Asthma rates among elementary school students in the Northgate School District have dropped significantly since one of the region’s top polluters ended operations in 2016, according to preliminary data.
DTE Energy’s Shenango Coke Works, part of which was imploded last week, was located within a couple miles of the school buildings. For more than five decades, the Neville Island facility turned coal into coke to make steel.
In 2014, pediatrician Deborah Gentile surveyed 146 students* who attended Bellevue and Avalon Elementary schools, which are within 2 miles of the plant. She found more than one-quarter had asthma.
Then in 2016, Shenango closed. Researchers wanted to see if there had been any public health improvement, so this year Gentile repeated the survey.
The asthma rate dropped from 25 percent in 2014 to 19 percent in 2018.
“It is very reassuring that if you can clean the air that you can actually improve these health outcomes,” said Gentile.
Gentile also found that people diagnosed with asthma had an easier time managing their disease after the plant closed. Furthermore, the risk of kids developing asthma fell from 19 percent to 8 percent.
Gentile said she wasn't surprised to see such rapid improvements in public health after the plant closed. When it comes to ailments like asthma and heart disease, the impacts of air pollution are felt right away, she said.
“Other types of diseases like cancer, premature mortality, premature infants, those take years for us to be able to measure those changes,” she said.
Gentile’s findings have yet to be confirmed through peer review. Allegheny County’s chief epidemiologist LuAnn Brink said it’s possible that the 2014 survey might have had an over representation of kids with asthma, and therefore, the impacts of Shenango’s closing might be less profound.
“The first people who get in line for a study are people with the condition,” said Brink. “It’s what we call in epidemiology a ‘response bias.’”
But Brink said Gentile’s research does correlate with county data that show a decrease in emergency department visits for respiratory disease among people living close to the plant.
“And on top of that, we looked at day-to-day emergency department visits, and we found that indeed it was on the higher pollution days that we had surges in emergency department visits,” said Brink.

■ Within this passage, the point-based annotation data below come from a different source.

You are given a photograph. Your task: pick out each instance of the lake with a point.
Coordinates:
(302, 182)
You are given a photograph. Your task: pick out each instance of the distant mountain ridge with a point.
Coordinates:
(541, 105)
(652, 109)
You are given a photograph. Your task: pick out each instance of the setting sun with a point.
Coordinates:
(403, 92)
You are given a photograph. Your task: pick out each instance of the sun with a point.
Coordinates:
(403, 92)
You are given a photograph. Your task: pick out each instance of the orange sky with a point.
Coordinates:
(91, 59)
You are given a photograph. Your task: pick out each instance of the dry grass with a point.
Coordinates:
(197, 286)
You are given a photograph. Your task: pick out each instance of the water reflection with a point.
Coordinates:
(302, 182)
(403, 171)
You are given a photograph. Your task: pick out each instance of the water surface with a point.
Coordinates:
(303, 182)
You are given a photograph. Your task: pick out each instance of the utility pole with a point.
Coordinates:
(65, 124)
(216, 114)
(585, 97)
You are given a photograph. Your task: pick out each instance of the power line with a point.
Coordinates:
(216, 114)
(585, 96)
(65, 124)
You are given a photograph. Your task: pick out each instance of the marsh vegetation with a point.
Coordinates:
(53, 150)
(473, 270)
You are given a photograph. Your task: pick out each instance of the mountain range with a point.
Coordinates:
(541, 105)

Brink added the stress of living near the plant might have also exacerbated the effects of pollution, since anxiety or aggitation can lead to inflamatory responses.
Brink said it’s important that the county continue looking at this issue since it appears Shenango’s closing has positively impacted human health, particularly when it comes to ED visits.
“There are certain things that I’m trying to explore further because I don’t want to make any errors or missteps here,” she said. “I can’t find any other quantifiable reason at this point."
*This story has been updated with additional information.